# Anytime exponential concentration of contractive stochastic approximation: Additive and multiplicative noise

Dia | 2022-09-02 10:30:00-03:00 |

Hora | 2022-09-02 10:30:00-03:00 |

Lugar | zoom |

### Anytime exponential concentration of contractive stochastic approximation: Additive and multiplicative noise

#### Martín Zubeldía (ISyE, University of Minnesota, EEUU)

In this talk, we study stochastic approximation (SA) algorithms under a contractive operator with respect to an arbitrary norm. We consider two settings where the iterates are potentially unbounded: additive sub-Gaussian noise, and bounded multiplicative noise. We obtain concentration bounds on the convergence errors, and show that these errors have sub-Gaussian tails. Moreover, our bounds hold anytime in the sense that the entire sample path lies within a tube of decaying radius with high probability. To establish these results, we first bound the Moment Generating Function of the generalized Moreau envelope of the error, which serves as a Lyapunov function. Then, we construct an exponential supermartingale and use Ville's maximal inequality to obtain anytime exponential concentration bounds. To overcome the challenge of having multiplicative noise, we develop a bootstrapping argument to iteratively improve an initially loose concentration bound and obtain a much tighter one.

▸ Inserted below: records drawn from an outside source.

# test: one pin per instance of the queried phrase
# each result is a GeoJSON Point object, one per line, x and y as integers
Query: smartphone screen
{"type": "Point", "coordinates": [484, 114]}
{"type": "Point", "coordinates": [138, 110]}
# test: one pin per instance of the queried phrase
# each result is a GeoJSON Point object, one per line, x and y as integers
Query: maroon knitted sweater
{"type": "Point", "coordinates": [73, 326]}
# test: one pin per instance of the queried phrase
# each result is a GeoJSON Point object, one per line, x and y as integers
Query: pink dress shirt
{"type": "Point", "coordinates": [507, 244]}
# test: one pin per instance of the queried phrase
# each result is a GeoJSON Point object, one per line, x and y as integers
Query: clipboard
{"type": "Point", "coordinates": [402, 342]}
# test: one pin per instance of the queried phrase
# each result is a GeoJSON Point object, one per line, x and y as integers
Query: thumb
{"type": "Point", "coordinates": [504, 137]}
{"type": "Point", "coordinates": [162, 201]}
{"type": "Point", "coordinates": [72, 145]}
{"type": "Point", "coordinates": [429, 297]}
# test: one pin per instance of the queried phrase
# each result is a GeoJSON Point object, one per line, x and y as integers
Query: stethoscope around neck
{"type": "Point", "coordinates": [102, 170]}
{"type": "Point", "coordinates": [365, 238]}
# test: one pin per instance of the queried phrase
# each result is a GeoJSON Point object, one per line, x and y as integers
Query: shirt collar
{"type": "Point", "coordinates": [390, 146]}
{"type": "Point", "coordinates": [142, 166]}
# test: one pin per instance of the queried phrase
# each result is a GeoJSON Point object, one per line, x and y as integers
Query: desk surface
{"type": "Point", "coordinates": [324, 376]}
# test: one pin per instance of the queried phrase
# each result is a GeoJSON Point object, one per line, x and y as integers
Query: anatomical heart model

Our results enable us to provide anytime high probability bounds for a large class of reinforcement learning algorithms. Since a special case of contractive SA with multiplicative noise is linear SA with bounded, Hurwitz in expectation, but not almost surely Hurwitz matrices, we establish high probability bounds of various TD-learning algorithms (such as on-policy TD with linear function approximation, and off-policy TD) in one shot. To the best of our knowledge, exponential concentration bounds of off-policy TD-learning have not been established in the literature due to the challenge of handling such multiplicative noise. Moreover, we also provide anytime high probability bounds for the popular Q-learning algorithm.